Conscience being a form of control the technique of its implanting is sought whenever and wherever this control is desired, and for whatever purpose it is desired, whether personal or social, selfish, or moral. Thus businessmen in a capitalistic system are interested in implanting or conserving the code of free enterprise, that is, a social approval of thrift, labor, sobriety, and emulation. Ambitious rulers or military leaders in their desire for power seek to implant a code of loyalty. Priests, in their desire to glorify the church, may seek to promote a cult of supernatural to the neglect of natural and worldly, values. Parents or teachers may seek to inculcate a cult of obedience as a means of promoting their own ascendancy. These and all similar functionaries who desire to create approvals and disapprovals that accord with their designs, create a market for the “know-how” of conscience.
Technology of conscience can be put to a great variety of uses, bad as well as good, low as well as high, but it must not be supposed to have any predilection for the bad and the low. There is a technology of a morally good, as well as of a morally bad conscience. The implications of this for propaganda and education, all along the line, are evident. If the conscience implanted is to satisfy the requirements of morality, the moral end itself must be implanted. The lover of peace and human welfare must learn how to cultivate these ideals, and to create a conscience in which they will be so strongly approved, and their opposites so strongly disapproved, by the aggregate of society, as to lay the ground for the more palpable moral institutions of polity, law, and economy.
- 1.
Cf. above, Ch.

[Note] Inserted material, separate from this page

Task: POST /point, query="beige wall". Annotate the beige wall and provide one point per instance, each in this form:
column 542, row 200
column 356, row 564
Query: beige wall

VIII, § 3.
- 2.
E. A. Westermarck, Origin and Development of Moral Ideas, 1912, Vol. I, p. 21
- 3.
It has been pointed out that in a certain tribe of American Indians the susceptibility to cataleptic seizures has been taken as a mark of distinction by which certain women have become “the pathway to authority over one's fellows … the most respected social type … which function with most honour and reward in the community.” (R. Benedict, Patterns of Culture, 1934, p. 267; qu. by E. C. Tolman, in Science, 101 (1945) p. 161.)
- 4.
This is the second of Bergson's “deux sources de religion et de la morale.“
- 5.
A study of American conscientious objectors at the time of the First World War revealed the fact that 90% based their opposition to the civil requirements of military service on sectarian religious grounds. Cf. “Testing the Conscience of the Conscientious Objector,” Literary Digest, April 5, 1919.
- 6.
It is interesting to note that Count Keyserling, writing in 1929, found Germany notably lacking in tenue (meaning possessed of a unifying code of honor) as commpared with other European nations with the exception of Russia. Had he been writing today he might have found in both Nazism and Communism attempts to overcome this weakness. Cf. his Recovery of Truth, 1929, pp. 517 ff.
- 7.
W. G. Sumner, Folkways, Ginn and Company, 1907, pp. 24–25.